Me imagino que muchos de los lectores del Caleidoscopio habréis tenido la experiencia de entrar en un quirófano. Hay que hacer pruebas, protocolos, firmas autorizando que si no sales vivo de allí los médicos se lavarán las manos; es así, nunca mejor dicho, se curan en salud.
Cuando estás enfermo o sospechas que algo no funciona bien suena un estado de alarma natural: ¿Qué me pasa?, ¿por qué esta molestia? Consultas en Facebook, redes sociales y todo tipo de opiniones que se resumen en la siguiente: eso no es nada pero tienes que ir al médico.
Y así empieza un viaje infinito de especialista en especialista, de prueba en prueba.
Tu agenda se llena de analíticas, ecografías, TAC, pruebas de contraste, biopsia. Todas las imaginadas, menos las autopsia.
Y llega el día de la intervención: tranquilo, ya verás que va a ir bien, no te enteras de nada, estás en las mejores manos.
La camilla pasea por pasillos fríos, llenos de sombras blancas, luces cegadoras, olor de hospital que se te mete en el alma.
Y llegó la hora: 4 cirujanos, anestesista, 5 enfermeras, tres auxiliares de clínica y dos celadores, uno de ellos es Manolo, un amigo de toda la vida. Hablan entre ellos, se ríen, intentan hacerme reír cuando mi miedo se ha congelado definitivamente pues la suerte está echada.
La anestesia me hace pasar a otra dimensión: soy un cirujano que me opero a mí mismo. ¡El paciente ha entrado en parada! Desfibrilador, adrenalina, oxígeno....tic, tac. He fallecido, nada se puede hacer.
Sigo siendo el que está en el quirófano, me tapan con una manta blanca que lleva el nombre del hospital. Yo mismo cierro la cámara frigorífica, unos cero grados.
Me llevan a la sala de autopsias, yo también soy el médico. Somos dos o tres, no lo sé, sí hay un celador que va moviendo mi cuerpo mientras el corazón, hígado y páncreas son desgajados.
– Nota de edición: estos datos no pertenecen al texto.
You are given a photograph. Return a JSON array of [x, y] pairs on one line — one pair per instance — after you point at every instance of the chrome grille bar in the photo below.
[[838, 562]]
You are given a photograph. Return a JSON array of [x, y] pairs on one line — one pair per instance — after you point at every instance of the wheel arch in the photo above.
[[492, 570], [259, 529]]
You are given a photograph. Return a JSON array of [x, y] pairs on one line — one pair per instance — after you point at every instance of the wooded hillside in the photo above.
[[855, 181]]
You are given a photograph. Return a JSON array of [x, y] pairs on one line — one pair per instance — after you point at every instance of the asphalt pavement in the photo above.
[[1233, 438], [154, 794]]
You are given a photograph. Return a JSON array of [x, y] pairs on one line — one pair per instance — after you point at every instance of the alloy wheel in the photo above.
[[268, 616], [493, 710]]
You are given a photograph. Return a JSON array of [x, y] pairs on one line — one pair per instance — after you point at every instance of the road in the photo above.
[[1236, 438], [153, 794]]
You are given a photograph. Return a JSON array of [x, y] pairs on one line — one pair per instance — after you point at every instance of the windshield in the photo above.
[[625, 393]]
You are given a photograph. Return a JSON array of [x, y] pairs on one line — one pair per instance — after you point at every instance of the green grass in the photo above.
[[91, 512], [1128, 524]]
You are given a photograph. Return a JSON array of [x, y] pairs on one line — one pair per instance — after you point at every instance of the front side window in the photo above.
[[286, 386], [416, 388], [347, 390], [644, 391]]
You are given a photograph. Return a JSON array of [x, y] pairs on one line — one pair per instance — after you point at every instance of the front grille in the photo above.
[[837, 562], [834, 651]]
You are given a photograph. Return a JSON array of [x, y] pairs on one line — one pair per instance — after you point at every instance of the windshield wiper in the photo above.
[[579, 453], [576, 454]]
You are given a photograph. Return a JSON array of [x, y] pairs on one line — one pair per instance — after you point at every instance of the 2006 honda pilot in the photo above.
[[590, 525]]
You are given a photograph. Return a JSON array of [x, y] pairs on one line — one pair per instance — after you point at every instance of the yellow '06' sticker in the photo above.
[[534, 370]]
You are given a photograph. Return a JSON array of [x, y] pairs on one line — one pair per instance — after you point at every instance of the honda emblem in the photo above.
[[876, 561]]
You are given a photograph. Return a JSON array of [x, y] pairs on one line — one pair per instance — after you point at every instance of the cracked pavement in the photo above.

No quiero hablar con el difunto, no quiero decirle nada. Todo es mecánico, sé lo que tengo que hacer como forense.
Ahora estoy en un tanatorio. Me percato de que yo soy todos. Hablan y hablan pero yo no soy el protagonista: ya descansa. ¿A qué hora es la cremación?
Abro el horno crematorio y me despido de mí mismo. Ahora veo un fuego que me envuelve pero no siento dolor.
Me dan mis cenizas y yo se las paso a un amigo; acordamos hacer una fiesta de despedida. Manolo sujeta la urna y le pregunto dónde esparcirán las cenizas.
Se me ha pasado el efecto de la anestesia. Si necesita algo nos llama. Pero soy yo mismo el que me despierta, el mismo que permanece cerca en ese despertar.
Ahora no sé si estoy muerto o vivo. No me importa. De nuevo veo a Manolo con mis cenizas diciéndome que va a sembrar rosas rojas. Levanta el puño y tararea la internacional; yo hago lo mismo.